Scientists working in the field of organic chemistry are always looking for new molecules that are created and studied using magnetic resonance. The standards used to re-transcribed the collected data is however specific to each laboratory or publication, making it difficult to export the information electronically and thus to be used by the scientific community. An international team headed by chemists from the University of Geneva (UNIGE) has developed a new common electronic language around two main features: it translates the data of each molecule in exactly the same way and makes it simple to export it from one information system to another. This means that chemists everywhere can access the data easily, which is also directly reusable — resulting in significant time-savings for future research. This study, published in the journal Magnetic Resonance in Chemistry (Wiley), paves the way for creating an international, open-access database and specific tools, including artificial intelligence analysis.
Organic chemists create new molecules based on carbon atoms; these are so small, however, that it is impossible to see what they synthesise. Researchers use magnetic resonance to verify these compositions that are made “blind”: every atom that makes up the molecule emits a signal, whose frequency is translated in the form of a spectrum that the chemists can then decode. To determine the structure of a molecule, he must be able to “read” the magnetic resonance spectra.
Magnetic resonance gets up to speed
Chemists have a specific vocabulary for describing spectra and detailing the resonance of the atoms. But the way the raw data is translated into a written language varies depending on the individual laboratory, the software used and the particular publication.
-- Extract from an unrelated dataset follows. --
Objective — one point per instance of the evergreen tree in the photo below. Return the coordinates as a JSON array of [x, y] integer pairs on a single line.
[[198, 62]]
In short, there is no database available for assigned molecular structures or any uniformity in the way the spectra are processed and the data attributed to them. “That’s why it is very difficult to re-use data generated by other laboratories,” explains Damien Jeannerat, a researcher in the Department of Organic Chemistry in UNIGE’s Faculty of Science. “So, we came up with the idea of devising a single electronic language that can be used to switch from one system to another without losing any precision, and to build an international, open-access database.”
NMReDATA: the one and only language
The UNIGE chemists teamed up with specialists of the field and introduced a new electronic language that can serve as the standard for processing organic molecule data. “Our new format, called NMReDATA, operates according to a system of labels that are assigned to each item of data extracted from the spectra in a defined order — and which can be easily read by a computer,” says Marion Pupier, a chemical engineer in the Department of Organic Chemistry at UNIGE. The frequency of each atom will be described in a sequence showing the chemical shift, the number of atoms, the couplings, the interatomic correlations and finally the assignments. “Until now, everyone has used his own sequence to transmit the same information, making electronic transfer from one computer to another impossible and forcing the researchers to monitor and constantly reorganise the information. But there will be no need to do this with our system, thanks to the uniform nature of the language,” continues Damien Jeannerat.
Creating an international, open-access database
The idea of a common electronic language is closely linked to the desire to create open-access databases. “This would enable chemists to find the exact composition of the molecules they’re studying without having to re-do the work that has already been done in the past,” says Marion Pupier. The information will be visible and available anywhere and at any time, saving considerable time and money for organic chemistry research.
All that now remains is to disseminate the new format and to establish it as the norm for publishing articles in the major international journals. “We hope that all the software will be fully operational in around a year, and that NMReDATA will be used by everyone,” says Jeannerat by way of conclusion.